Os senadores da toga cinzenta e das sandálias de verniz perguntam a César se as legiões estão operacionais. César requer uma dotação extra orçamental. Serviços de saúde para não combatentes são decretados superavit. Racionaliza-se o desempenho. No corredor do memorial de Cleveland, Sara Mae, esvai-se em sangue enquanto aborta abandonada num corredor. O seu grito é ignorado pois no seu braço já pende o saco de soro a que a apólice a elegia.
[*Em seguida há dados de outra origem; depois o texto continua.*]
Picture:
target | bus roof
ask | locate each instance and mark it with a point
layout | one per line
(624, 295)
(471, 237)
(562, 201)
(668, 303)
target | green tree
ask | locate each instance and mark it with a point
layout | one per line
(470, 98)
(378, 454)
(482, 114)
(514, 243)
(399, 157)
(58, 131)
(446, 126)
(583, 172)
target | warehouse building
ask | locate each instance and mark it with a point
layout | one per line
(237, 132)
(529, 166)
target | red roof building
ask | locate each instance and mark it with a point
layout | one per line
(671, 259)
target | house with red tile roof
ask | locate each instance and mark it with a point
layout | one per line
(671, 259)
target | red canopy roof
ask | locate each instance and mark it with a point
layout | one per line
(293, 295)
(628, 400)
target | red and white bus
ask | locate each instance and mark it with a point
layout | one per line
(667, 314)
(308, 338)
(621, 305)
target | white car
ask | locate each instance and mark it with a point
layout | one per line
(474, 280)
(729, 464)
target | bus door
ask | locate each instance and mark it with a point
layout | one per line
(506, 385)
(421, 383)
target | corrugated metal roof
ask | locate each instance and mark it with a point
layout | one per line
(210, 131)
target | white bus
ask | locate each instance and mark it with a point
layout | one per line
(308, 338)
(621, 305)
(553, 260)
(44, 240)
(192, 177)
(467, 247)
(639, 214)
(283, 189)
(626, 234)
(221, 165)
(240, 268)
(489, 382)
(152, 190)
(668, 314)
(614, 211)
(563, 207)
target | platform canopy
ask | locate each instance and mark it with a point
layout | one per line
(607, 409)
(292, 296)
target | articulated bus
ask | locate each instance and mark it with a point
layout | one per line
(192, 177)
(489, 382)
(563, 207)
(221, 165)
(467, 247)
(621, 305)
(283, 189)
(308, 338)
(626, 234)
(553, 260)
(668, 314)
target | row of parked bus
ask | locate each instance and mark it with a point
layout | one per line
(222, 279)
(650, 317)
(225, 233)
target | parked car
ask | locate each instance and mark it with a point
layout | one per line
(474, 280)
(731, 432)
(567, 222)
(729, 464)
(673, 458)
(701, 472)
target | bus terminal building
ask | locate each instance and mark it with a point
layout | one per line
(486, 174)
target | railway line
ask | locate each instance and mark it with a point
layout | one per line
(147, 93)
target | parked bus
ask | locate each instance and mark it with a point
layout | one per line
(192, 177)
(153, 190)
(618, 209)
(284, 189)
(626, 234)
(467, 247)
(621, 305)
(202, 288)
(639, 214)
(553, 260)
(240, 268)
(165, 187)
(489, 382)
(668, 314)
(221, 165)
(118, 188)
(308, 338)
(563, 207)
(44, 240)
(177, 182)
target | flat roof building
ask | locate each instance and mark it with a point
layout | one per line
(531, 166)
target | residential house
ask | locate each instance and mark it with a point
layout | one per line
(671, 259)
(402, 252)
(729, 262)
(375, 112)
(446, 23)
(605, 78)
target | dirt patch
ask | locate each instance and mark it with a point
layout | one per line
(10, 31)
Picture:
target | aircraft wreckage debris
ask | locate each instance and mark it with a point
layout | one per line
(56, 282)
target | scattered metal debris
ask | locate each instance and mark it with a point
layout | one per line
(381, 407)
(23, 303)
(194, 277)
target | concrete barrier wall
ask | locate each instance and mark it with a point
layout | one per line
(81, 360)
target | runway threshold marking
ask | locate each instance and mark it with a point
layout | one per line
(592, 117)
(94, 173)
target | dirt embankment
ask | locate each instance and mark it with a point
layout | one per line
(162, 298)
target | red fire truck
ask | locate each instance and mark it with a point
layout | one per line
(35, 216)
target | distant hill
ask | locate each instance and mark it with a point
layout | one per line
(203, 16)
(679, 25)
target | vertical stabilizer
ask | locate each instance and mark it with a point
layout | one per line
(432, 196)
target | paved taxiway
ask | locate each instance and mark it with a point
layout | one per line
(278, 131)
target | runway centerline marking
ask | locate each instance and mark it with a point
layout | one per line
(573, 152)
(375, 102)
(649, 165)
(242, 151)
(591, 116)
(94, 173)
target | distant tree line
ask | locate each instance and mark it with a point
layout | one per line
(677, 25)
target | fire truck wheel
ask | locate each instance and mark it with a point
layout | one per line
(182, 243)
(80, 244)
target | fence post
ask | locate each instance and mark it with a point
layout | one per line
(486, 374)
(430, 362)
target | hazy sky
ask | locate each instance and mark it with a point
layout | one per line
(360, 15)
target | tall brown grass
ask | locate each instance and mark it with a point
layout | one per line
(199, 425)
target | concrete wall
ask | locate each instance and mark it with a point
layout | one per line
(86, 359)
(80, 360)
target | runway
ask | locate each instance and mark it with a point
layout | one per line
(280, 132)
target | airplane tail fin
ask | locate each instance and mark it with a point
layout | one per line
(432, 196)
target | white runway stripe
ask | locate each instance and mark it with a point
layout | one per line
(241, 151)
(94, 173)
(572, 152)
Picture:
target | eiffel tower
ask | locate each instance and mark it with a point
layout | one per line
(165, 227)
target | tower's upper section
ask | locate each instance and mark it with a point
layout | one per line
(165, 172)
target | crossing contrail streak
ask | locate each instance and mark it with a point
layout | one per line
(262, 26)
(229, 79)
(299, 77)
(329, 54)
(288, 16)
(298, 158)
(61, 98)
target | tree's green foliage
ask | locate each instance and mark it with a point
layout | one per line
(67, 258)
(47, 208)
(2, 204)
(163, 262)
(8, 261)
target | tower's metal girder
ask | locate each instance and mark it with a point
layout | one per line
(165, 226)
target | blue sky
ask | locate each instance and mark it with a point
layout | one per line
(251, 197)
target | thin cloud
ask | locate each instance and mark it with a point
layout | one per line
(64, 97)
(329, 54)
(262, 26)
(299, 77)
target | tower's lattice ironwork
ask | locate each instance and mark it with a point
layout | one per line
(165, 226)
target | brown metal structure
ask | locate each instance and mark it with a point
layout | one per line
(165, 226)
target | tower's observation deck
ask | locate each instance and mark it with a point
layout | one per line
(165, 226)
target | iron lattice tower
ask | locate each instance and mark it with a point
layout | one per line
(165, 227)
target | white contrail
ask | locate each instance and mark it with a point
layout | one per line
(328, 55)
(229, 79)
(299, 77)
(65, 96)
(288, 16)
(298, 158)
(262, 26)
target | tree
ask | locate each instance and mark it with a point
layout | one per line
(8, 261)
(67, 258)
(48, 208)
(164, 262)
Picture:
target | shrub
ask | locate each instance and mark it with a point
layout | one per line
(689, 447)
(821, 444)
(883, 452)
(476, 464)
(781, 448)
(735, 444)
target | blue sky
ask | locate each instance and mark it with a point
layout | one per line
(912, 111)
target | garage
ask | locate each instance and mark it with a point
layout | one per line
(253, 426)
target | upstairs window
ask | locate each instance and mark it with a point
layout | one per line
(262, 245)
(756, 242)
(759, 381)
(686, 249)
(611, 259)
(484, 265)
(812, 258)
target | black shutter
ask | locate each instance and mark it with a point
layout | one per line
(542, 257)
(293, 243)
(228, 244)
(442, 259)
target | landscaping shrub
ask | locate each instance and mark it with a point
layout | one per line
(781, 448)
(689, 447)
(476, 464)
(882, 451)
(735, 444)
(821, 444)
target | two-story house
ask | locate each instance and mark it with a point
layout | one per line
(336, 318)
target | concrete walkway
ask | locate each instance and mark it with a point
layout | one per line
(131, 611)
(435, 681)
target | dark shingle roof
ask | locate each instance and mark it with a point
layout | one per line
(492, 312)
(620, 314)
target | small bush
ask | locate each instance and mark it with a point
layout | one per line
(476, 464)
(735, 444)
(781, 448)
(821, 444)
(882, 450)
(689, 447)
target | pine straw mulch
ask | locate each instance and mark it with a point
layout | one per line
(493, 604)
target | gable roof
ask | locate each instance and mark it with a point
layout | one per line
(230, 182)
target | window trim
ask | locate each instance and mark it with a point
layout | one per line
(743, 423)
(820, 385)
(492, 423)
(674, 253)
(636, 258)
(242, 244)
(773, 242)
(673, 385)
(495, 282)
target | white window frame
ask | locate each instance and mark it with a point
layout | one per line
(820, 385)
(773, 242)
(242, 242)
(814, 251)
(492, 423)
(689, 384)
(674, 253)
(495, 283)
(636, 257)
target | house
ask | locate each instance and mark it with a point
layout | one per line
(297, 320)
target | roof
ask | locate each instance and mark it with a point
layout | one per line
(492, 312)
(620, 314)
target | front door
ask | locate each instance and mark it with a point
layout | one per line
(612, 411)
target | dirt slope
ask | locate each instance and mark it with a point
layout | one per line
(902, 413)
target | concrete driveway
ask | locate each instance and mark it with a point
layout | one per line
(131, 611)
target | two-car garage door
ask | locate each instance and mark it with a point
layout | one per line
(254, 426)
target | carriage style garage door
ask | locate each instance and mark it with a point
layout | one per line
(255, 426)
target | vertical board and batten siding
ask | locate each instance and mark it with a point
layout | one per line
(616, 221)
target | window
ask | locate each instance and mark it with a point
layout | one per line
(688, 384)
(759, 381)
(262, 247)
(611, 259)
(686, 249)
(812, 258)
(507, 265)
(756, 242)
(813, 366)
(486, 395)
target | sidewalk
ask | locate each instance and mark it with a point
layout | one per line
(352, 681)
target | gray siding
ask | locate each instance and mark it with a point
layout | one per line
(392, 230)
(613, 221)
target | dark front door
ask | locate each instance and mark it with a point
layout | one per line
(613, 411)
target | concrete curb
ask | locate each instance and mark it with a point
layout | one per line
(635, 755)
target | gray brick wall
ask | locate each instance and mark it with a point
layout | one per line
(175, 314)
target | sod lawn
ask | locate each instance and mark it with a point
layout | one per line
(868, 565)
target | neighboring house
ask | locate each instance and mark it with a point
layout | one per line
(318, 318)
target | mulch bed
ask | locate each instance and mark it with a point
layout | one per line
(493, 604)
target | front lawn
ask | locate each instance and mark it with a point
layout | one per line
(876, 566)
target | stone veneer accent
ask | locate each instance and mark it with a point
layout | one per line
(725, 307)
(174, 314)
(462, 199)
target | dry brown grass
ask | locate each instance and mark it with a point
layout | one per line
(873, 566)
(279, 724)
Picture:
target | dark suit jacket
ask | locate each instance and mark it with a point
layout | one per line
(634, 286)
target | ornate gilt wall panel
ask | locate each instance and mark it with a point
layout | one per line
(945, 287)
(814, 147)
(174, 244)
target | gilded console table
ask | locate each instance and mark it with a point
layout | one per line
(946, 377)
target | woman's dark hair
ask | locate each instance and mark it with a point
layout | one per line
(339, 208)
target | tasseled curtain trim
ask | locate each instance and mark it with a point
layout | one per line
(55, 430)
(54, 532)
Ao largo das Bahamas o demitido presidente do banco de investimento debruça-se da amurada do seu iate. Um grande tubarão branco nada junto ao casco. O olhar de ambos cruza-se. Os dentes lâminas do tubarão exibem-se ao rival. O telefone satélite toca. A linha é segura. O executivo recebe a próxima nomeação. Retribui o sorriso ao carniceiro dos mares. Assustado com a vileza do homem a besta mergulha em direção às profundezas.
Na planície imensa o exército da infantaria reúne mais de duzentos mil. Pés pequenos marcham sincronizados. Vagas de homens fardados, estrelas vermelhas ocultam o pó da terra. Na ponta das suas baionetas brilha o desejo de ser mais rico a qualquer preço.
Na estrada que leva à Casa Branca os homens comuns julgam ver a figura magra daquele que os poderá salvar. Os homens da CIA encolhem os ombros cientes da presença de múltiplos atiradores furtivos prestes a reclamar a sua marca. Em ruído de fundo os vorazes servidores das corporações preparam as transferências que recompensarão o homem da bala de ouro.